The twins divide duties too. Isabelle "Izzy" Tihanyi trains surf instructors and oversees classes, while Caroline "Coco" Tihanyi handles sales, marketing, the boutique in La Jolla and the company's clothing and swimwear line. Surf Diva runs camps for boys and girls in La Jolla and operates "surf adventures" in Costa Rica for women. It also sells such products as surfboards and clothing.
Now, after coaxing thousands of females -- and some males -- onto boards over the last 12 years, Surf Diva is looking to open its first surfing school in Los Angeles County, although it has not yet settled on a site.
Although many surf businesses have been struggling in a weakened economy, the twins say that sales were up 29% in their shop in the first quarter, compared with the same period last year, and that the school's revenue was 45% higher.
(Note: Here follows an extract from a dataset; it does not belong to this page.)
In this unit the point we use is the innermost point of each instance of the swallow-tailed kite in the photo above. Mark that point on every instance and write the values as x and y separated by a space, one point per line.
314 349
The owners decline to release specific sales numbers.
"A diva never tells her age, her weight or her income," Coco says.
The twins' timing was right. Female interest in surfing swelled over the last decade as surf-wear companies cranked out more products for them and the media piled on the bandwagon. "Blue Crush," a surf movie starring women that Izzy saw in the theater five times, helped spark interest when it was released in 2002.
"They jumped on that very quickly," says Sean Smith, executive director of the Surf Industry Manufacturers Assn. in Aliso Viejo.
The number of women in the U.S. surfing population rose 25% in 2002 and 37% in 2003, according to research by Board-Trac, a marketing firm in Trabuco Canyon. Since then, the proportion of female surfers has held steady at about 33%, though recent surveys suggest that may have slipped to 28% this year, says Marie Case, Board-Trac's managing director.
With another movie, or maybe a reality show, "we'd see a spike again," Case says.